A stonemason lifts boulder weighing 80 neutrons from the ground onto 1.50 meter wall in 2.0 seconds. what power does he develop, in watts and kilowatts
To calculate the power developed by the stonemason, we need to use the formula:
Power = Work / Time
First, let's determine the work done by the stonemason to lift the boulder. The work formula is:
Work = Force * Distance
The force required to lift the boulder is its weight, which can be calculated using the equation:
Weight = Mass * Acceleration due to gravity
Given that the weight of the boulder is 80 neutrons, we need to convert this to kilograms:
1 neutron ≈ 1.67 x 10^-27 kg
80 neutrons = 80 * 1.67 x 10^-27 kg = 1.336 x 10^-25 kg (approx.)
Now, we can calculate the weight of the boulder:
Weight = Mass * Acceleration due to gravity
Weight = 1.336 x 10^-25 kg * 9.8 m/s^2 ≈ 1.31 x 10^-24 N (approx.)
Next, we can calculate the work done by the stonemason.
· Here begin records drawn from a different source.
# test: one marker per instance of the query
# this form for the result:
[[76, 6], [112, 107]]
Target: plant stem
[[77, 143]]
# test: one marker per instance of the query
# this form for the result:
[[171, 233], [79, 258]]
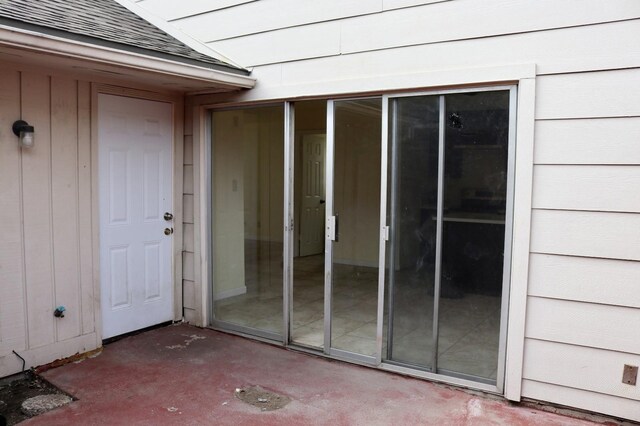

Since the distance is given as 1.50 meters, we have:
Work = Force * Distance
Work = 1.31 x 10^-24 N * 1.50 m ≈ 1.96 x 10^-24 J (approx.)
Finally, we can calculate the power using the formula:
Power = Work / Time
Power = 1.96 x 10^-24 J / 2.0 s = 9.8 x 10^-25 W
So, the power developed by the stonemason is approximately 9.8 x 10^-25 watts.
To convert this to kilowatts, we divide by 1000:
Power = 9.8 x 10^-25 W / 1000 = 9.8 x 10^-28 kW (approx.)
Therefore, the power developed by the stonemason is approximately 9.8 x 10^-28 kilowatts.